Caricatures and absurdities are a tell that more thoughtful consideration would be helpful.Quote:
Then when a school has armed guards and they do nothing, the solution is: more and more betterer armed guards! If they do start arming teachers I guarantee that 3 years from now a teacher will shoot up a classroom and you guys will go: well, I guess it's time to arm students! But only the most select and best trained students!
Honestly your country is heading for full-on Idiocracy at ludicrous speed. I'll enjoy watching it from a distance.
If this happens, are you to assume it's a direct reult of allowing him to have a gun in the classroon? Or is it possible that he would've done it anyway?Quote:
I guarantee that 3 years from now a teacher will shoot up a classroom
He could have done it with a compass and chalk if he really wanted to, because guns don't kill people; people kill people. More thoughtful consideration, please.
More thoughtful? Teacher lives in a country where guns are available, is a nutjob who wants to shoot kids, deciding factor whether to do it is... am I actually allowed to take this gun into school?
Please.
The teacher shooting up the classroom thing was hyperbole. And I was meming wuf with the "thoughtful consideration" thing if that wasn't obvious.

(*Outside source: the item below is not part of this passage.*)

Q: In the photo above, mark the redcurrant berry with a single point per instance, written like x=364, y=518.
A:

If you would ask me with no prior knowledge what the probability of a negligent discharge by a gun safety instructor during a gun safety demonstration was, I'd put the odds in the millionth percentile. Make that a safety demonstration that is being filmed inside a classroom, I'd say we're approaching an infinitesimal number. Yet there have been a number of these incidents and at least two of them inside a classroom full of minors.

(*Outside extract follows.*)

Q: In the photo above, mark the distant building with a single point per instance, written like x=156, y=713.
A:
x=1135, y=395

While that is completely incomprehensible to me, it is happening. Now multiply the number of guns in a chaotic environment like a classroom, add overworked teachers who are so underfunded that they have to pay for school supplies out of pocket, and the fact that even trained police officers occasionally execute toddlers with toy guns, and you got yourself some dead kids. More dead kids than kids saved from other kids... maybe. Still not a solution that sounds effective to me. Especially not when other approaches are glaringly obvious.
For instance: When a kid is diagnosed by a professional to have a mental disorder/deficiency; who has made terroristic threats in his name on social media; who has been brought to the attention of the authorities - is still able to get his background check passed, buys a semi automatic weapon plus hundreds of rounds of ammunition and then stroll past the armed security officer onto the premise... how do you look at that and go: nothing to worry about here, but we better go and arm teachers because that's the obvious thing to do.